The Feb 2008 issue of Educational Leadership features an article titled “Cover the Material – Or Teach Students to Think?,” written by Marion Brady. The author questions the logic of adding “rigor” and high standards to the curriculum at the expense of teaching students to think. The author believes that old answers rarely fit in eras of rapid social change, and that adaptation to changing realities require higher-order thinking skills. Textbooks do not help develop higher-order thinking skills, because they represent the final conclusions of other people’s thoughts and processes.
Traditional instruction is more concerned with the study of opinions about the real world than with the study of the real world itself. Internalizing others’ views required just one thinking skill–recall. Trying to make sense of one’s own day-to-day experience requires the use of every known thinking skill.
Education leaders can take a crucial step toward getting students to use higher-order thinking skills by drawing a sharp line between firsthand and secondhand knowledge. The best way to do this is to focus attention directly on some part of the real world.
Our students need to have opportunities to make their own inferences, hypotheses, generalizations, and value judgements. Gobal collaborative projects such as the Roadkill 2008 Project (sounds gross, but you need to look into it… I heard about it on EdTechTalk this week), projects such as Cheryl Lykowski’s Global Explorers project, and Technospud Projects would fit the bill.
A few classrooms in Walled Lake are participating in The Oakland Schools Land Use Project, where students come up with a development idea that would improve their community. They collaborate with local experts who push them to think about concepts such as the impact on the environment and the people, and local zoning ordinances. The students survey their community to determine the need, calculate costs, and identify benefits and challenges. They present their idea to the county experts by videoconference. The project has meaning to the students and they are learning to think!

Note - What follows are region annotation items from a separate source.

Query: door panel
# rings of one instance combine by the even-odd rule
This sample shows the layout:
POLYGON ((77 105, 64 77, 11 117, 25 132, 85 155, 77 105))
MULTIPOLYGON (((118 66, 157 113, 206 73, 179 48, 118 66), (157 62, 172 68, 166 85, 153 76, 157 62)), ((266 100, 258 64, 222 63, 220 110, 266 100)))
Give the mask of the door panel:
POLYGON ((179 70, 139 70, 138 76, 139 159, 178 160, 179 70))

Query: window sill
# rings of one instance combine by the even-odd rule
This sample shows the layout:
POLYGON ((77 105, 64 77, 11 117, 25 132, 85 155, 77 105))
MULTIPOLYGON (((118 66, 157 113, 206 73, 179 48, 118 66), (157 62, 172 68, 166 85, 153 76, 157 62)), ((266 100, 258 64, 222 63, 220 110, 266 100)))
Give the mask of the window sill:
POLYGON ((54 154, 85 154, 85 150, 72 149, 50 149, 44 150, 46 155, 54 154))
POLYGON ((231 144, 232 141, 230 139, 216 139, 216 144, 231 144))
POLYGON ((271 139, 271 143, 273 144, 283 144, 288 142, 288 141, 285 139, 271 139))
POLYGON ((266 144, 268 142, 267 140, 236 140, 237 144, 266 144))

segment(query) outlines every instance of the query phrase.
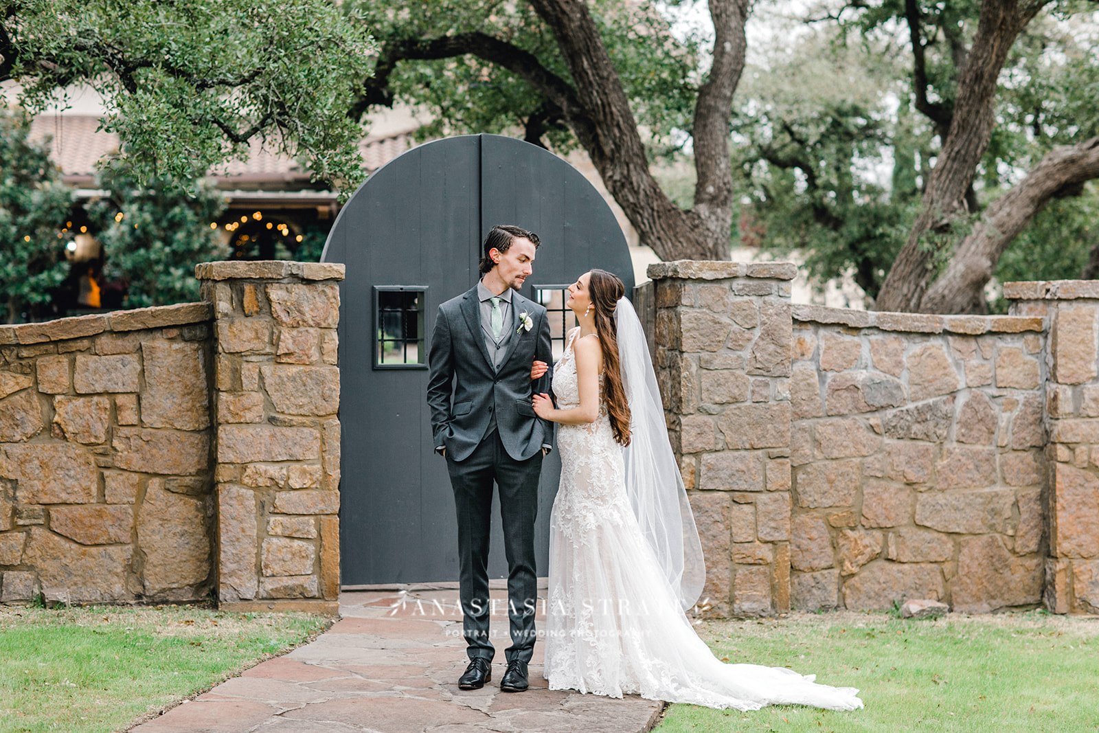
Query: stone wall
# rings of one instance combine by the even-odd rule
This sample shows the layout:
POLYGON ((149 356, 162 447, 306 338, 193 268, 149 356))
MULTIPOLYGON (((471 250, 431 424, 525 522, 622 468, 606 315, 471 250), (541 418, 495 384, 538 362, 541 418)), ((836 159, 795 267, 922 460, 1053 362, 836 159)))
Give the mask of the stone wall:
POLYGON ((1099 613, 1099 281, 1009 282, 1013 314, 1048 327, 1045 607, 1099 613))
POLYGON ((1099 610, 1099 282, 940 316, 791 307, 779 263, 650 277, 709 614, 1099 610))
POLYGON ((335 610, 343 266, 197 275, 203 302, 0 326, 0 600, 335 610))
POLYGON ((1042 319, 793 308, 795 608, 1041 601, 1042 319))
POLYGON ((209 303, 0 326, 0 600, 209 596, 209 303))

I agree with the author, who believes that a focus on real-world issues can alter the entire culture of a school or a school system. It is relevant. It shows respect for the students. Tim Tyson, former principal at Mabry Middle School (Georgia) gets it. His students all participate in a film festival where they create videos based on a current events issue. Scroll down to the bottom of this page to see some examples. Principal Tyson delivered the closing keynote address at last year’s NECC Conference; it has been 8 months and it is still fresh in my mind. He brought students with him who talked about their experiences doing their research, creating their video, and their feelings about making the world a better place. It was highly motivating to them. There is no doubt in my mind that the skills developed as a result of that project are the kinds of skills that are needed in today’s working world.
What can we do (and what needs to be done) to give more emphasis toward teaching students to think in a time when our country is so focused on standards and testing? I am doing what I can in my school district in Walled Lake, but I know that there is so much more to do. One of the things I’m excited about is an 8th grade social studies project that I’m developing right now. It will be one that ALL 8th graders (about 1,200) will complete, and it involves students collaborating to create projects that requires them to think! They will participate using Moodle, an on-line course management system. Pulling this off requires lots of time, teacher staff development, tech troubleshooting, and advanced planning. Hopefully the teachers will soon agree that time spent on a project like this is worth the time away from “covering the material.” Only time will tell.